米国の抑止力低下は、日本にどのような形で現れているのか。

 米軍の抑止力の低下には、核の抑止力の低下と通常戦力の抑止力の低下の二つがある。そのうち通常戦力の問題でいうと、例えば沖縄に駐留する海兵隊は今、ローテーション配備を行っていて、その主力の3分の2はオーストラリア、グアムに下がっている。なぜかというと、沖縄はあまりにも中国大陸に近過ぎて危険だからだ。中国、ロシア、北朝鮮の核ミサイルに狙われていて、もう守り切れない。しかも軍の集中密度が高過ぎる。

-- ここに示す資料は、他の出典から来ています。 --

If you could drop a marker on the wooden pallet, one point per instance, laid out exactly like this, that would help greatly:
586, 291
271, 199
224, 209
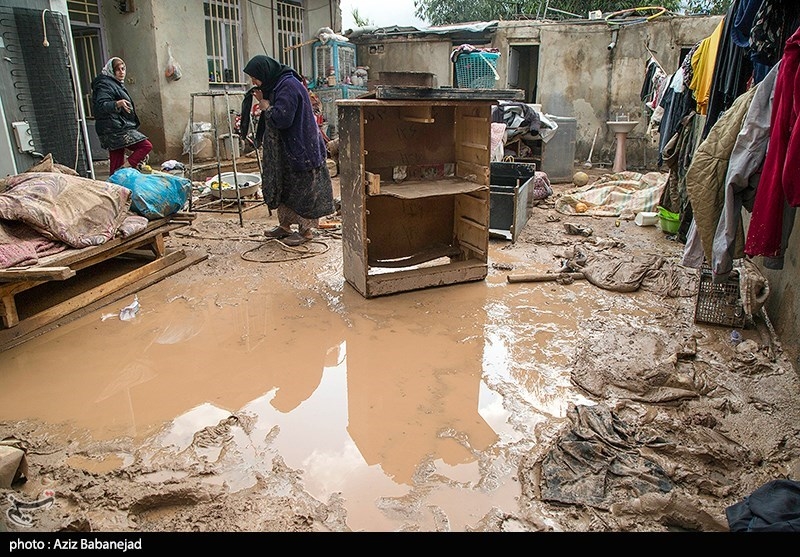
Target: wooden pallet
66, 265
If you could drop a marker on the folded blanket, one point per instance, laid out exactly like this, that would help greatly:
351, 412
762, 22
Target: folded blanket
78, 211
21, 245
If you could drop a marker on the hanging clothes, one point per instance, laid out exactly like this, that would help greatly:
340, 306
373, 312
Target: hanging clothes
779, 186
703, 63
705, 179
744, 171
732, 72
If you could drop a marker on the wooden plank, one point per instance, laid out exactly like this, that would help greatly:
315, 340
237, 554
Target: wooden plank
373, 183
68, 306
416, 279
8, 310
385, 92
35, 273
25, 331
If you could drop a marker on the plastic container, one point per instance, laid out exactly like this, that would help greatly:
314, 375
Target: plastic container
668, 221
646, 218
477, 70
248, 184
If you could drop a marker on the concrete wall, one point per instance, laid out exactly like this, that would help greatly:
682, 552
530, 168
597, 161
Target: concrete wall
142, 38
428, 55
783, 304
579, 76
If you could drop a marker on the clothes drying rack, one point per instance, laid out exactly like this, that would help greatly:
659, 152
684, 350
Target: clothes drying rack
240, 204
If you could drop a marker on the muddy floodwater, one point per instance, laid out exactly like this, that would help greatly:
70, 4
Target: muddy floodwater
277, 383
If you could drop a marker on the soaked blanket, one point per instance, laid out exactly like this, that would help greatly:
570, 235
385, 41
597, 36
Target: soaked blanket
78, 211
20, 245
599, 462
629, 273
612, 195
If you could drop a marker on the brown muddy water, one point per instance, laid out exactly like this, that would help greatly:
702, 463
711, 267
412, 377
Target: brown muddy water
414, 408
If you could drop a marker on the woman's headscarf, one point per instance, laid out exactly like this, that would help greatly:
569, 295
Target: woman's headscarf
108, 69
268, 71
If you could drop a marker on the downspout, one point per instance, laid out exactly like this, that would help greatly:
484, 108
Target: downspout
613, 42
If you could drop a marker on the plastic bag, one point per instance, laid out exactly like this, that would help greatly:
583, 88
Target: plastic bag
173, 70
154, 196
198, 138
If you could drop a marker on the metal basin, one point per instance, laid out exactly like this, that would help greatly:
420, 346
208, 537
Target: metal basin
622, 126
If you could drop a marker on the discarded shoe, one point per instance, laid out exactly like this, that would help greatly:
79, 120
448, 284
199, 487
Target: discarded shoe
295, 239
277, 233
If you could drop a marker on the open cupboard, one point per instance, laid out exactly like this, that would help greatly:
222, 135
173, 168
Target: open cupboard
414, 177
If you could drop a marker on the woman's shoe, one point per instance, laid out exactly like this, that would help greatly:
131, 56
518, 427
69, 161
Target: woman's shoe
277, 233
295, 239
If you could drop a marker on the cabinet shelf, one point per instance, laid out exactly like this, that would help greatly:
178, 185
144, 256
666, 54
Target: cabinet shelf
430, 188
432, 227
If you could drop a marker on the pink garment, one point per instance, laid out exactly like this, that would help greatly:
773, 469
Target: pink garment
138, 153
780, 177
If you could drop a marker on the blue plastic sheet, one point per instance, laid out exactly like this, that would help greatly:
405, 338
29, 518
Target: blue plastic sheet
154, 196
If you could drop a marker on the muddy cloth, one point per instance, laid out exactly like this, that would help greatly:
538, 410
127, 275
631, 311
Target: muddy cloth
310, 195
78, 211
773, 507
626, 273
598, 462
741, 181
612, 194
705, 179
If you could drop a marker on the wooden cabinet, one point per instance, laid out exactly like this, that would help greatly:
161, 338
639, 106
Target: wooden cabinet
414, 177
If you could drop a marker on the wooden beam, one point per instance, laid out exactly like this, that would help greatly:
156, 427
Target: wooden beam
98, 297
34, 273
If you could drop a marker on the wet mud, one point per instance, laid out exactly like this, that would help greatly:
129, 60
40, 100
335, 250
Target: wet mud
257, 391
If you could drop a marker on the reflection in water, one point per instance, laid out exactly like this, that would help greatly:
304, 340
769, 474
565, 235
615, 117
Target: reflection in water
400, 404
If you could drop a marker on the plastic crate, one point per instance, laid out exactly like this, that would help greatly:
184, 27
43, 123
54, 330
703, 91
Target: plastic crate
477, 70
719, 303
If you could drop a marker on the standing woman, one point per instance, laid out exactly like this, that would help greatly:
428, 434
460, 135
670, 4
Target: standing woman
116, 122
295, 178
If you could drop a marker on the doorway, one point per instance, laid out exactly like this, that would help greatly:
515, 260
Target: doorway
523, 69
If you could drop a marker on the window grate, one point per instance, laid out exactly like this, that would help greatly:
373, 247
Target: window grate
83, 11
290, 34
223, 40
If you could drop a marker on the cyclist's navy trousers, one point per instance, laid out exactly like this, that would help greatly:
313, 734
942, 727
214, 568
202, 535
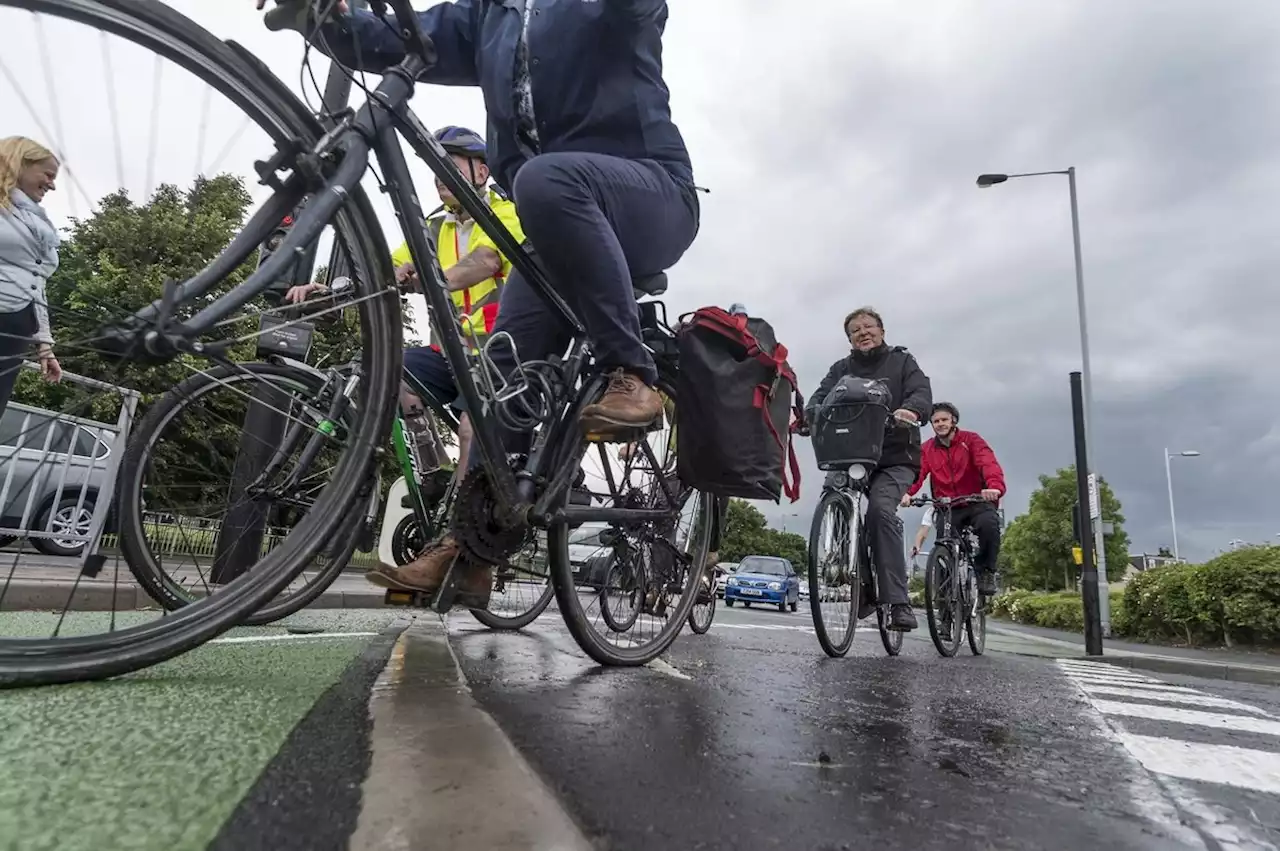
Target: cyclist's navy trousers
595, 222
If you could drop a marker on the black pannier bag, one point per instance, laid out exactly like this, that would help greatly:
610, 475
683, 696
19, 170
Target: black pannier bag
849, 426
736, 396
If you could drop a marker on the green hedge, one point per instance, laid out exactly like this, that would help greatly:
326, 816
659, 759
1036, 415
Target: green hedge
1232, 599
1056, 611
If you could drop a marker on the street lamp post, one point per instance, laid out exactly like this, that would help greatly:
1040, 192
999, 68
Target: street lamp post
1169, 480
986, 181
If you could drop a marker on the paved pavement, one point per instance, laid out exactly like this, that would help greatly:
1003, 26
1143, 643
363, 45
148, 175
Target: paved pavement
370, 735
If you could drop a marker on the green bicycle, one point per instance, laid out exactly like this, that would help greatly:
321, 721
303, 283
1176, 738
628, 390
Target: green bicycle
165, 558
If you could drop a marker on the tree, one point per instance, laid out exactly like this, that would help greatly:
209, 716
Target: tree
1037, 548
746, 532
118, 260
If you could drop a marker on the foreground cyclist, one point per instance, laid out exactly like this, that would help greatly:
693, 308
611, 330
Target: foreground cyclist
474, 270
912, 397
581, 137
959, 463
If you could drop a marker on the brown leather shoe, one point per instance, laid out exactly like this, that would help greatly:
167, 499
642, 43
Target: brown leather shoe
627, 405
425, 575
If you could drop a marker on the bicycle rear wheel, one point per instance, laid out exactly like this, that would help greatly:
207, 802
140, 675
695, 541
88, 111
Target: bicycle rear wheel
663, 559
835, 572
702, 614
264, 100
941, 602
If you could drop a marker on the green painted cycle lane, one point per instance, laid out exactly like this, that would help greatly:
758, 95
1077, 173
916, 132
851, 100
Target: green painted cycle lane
161, 758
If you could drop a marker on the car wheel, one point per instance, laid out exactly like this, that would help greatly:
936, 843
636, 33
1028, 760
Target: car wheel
64, 518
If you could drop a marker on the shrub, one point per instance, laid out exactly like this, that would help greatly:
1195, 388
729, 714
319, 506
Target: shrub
1056, 611
1232, 599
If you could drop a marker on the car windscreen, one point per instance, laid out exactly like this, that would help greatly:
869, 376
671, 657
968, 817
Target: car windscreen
760, 564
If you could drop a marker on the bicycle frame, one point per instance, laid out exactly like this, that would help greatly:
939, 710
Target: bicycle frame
325, 175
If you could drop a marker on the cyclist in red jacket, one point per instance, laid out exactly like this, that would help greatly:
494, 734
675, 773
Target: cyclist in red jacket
963, 463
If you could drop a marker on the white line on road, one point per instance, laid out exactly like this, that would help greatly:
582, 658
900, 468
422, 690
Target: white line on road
1211, 820
1097, 682
662, 666
259, 639
1217, 721
1176, 698
1226, 764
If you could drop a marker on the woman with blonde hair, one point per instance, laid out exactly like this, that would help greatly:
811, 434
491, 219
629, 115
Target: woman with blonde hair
28, 256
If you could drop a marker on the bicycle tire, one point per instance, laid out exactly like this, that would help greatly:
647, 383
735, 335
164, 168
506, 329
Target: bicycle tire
891, 639
848, 515
158, 582
571, 605
699, 626
932, 590
154, 26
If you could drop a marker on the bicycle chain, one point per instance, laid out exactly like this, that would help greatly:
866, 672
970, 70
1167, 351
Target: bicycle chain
483, 541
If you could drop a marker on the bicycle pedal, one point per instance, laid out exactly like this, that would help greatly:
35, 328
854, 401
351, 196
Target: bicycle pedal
410, 599
448, 591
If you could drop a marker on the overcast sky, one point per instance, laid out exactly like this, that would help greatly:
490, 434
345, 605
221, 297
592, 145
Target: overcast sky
841, 146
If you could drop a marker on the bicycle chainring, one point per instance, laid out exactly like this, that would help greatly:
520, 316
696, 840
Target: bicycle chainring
483, 539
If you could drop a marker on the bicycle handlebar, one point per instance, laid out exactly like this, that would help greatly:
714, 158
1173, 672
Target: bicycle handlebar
305, 15
947, 501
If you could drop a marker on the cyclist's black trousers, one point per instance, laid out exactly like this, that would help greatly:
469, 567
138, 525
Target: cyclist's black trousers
986, 525
885, 527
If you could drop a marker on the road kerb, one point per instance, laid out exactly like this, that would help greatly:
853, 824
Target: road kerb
443, 773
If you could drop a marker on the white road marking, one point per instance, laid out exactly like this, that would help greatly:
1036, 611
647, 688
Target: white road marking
1217, 721
1171, 762
1088, 682
1225, 764
662, 666
261, 639
1192, 699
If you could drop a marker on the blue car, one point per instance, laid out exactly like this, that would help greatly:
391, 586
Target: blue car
763, 579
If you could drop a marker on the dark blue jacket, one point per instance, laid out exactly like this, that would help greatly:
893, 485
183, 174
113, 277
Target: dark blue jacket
595, 68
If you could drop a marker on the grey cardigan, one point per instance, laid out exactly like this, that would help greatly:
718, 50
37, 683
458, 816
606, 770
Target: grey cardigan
28, 257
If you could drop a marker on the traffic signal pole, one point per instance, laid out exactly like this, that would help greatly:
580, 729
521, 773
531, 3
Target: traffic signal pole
241, 535
1089, 566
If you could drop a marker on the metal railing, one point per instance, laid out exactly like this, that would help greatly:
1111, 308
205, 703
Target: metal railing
90, 476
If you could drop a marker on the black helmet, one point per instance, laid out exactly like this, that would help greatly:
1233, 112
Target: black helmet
460, 140
946, 406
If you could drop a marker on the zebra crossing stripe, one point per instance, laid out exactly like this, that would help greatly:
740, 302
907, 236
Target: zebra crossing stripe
1225, 764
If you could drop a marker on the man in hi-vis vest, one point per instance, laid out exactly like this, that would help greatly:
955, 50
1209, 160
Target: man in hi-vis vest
474, 270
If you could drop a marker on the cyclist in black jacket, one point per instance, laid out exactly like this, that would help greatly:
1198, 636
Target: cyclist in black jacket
912, 397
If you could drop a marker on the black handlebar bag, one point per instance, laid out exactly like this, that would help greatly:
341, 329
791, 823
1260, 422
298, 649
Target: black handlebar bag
850, 425
736, 396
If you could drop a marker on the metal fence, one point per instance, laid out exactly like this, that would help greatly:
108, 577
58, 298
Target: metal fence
58, 471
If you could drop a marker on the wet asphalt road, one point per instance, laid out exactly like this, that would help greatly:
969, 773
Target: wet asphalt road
753, 739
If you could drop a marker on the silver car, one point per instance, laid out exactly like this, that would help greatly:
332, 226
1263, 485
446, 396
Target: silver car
46, 461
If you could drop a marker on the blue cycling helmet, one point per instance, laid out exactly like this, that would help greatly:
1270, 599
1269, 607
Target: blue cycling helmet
460, 140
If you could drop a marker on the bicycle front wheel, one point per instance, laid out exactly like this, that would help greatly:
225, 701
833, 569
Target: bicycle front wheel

 それでグアムに退いて拠点にしている。グアムとインド洋の真ん中にある島、ディエゴガルシア、イギリス、アラスカ、そして米本土。米本土とこの4カ所の海外基地があれば超音速ステルス爆撃機B2で世界中の陸地を1時間以内に精密爆撃できる。これをグローバルストライク戦略という。だから、米国は何もわざわざ危険を冒して、前方の横田や嘉手納、韓国に戦力を置いておく必要はないと考えている。

 

米軍にとって沖縄の基地の重要性も薄らいでいるということか。

 そうだ。その証拠に沖縄は航空基地に掩体壕(えんたいごう)を掘るなどの基地強化はしていない。一方、アジア太平洋における米軍展開の最重要拠点であるグアムは完全に要塞(ようさい)化している。掩体壕を掘り、航空基地を分散している。海軍の原子力潜水艦は横穴を掘って、地下基地化している。そうして、核攻撃に耐えられる態勢づくりをしている。

 

中国の対艦弾道ミサイルは、米軍に戦略変更を強いるほどの脅威なのだろうか。

 一番大きな問題は、米国は空母の安全を確保できなくなっていることだ。中国にはDF-21Dという射程が約1700㌔の通常弾頭の中距離弾道ミサイルがある。弾道ミサイルは移動している目標に対して命中させるのは、今の技術では難しい。大気圏に再突入して、それからわずか数秒間で命中させるということはできない。ところが、このDF-21Dは弾頭に約1000個の子弾があり、炸裂(さくれつ)すると半径数百㍍のエリアを破壊し尽くす。戦術核と同じような威力がある。これを数十発集中攻撃されるとイージス艦の撃ち漏らしも出てくる。これで空母が攻撃されると、本体は大きなダメージを受けなくても、レーダー、航空機、人員が損傷を受ける。そうすると機能が低下し、潜水艦の餌食になる。だから、空母といえどもそう簡単に行動できなくなっている。この対艦弾道ミサイルが中国のA2/AD戦略の要になっている。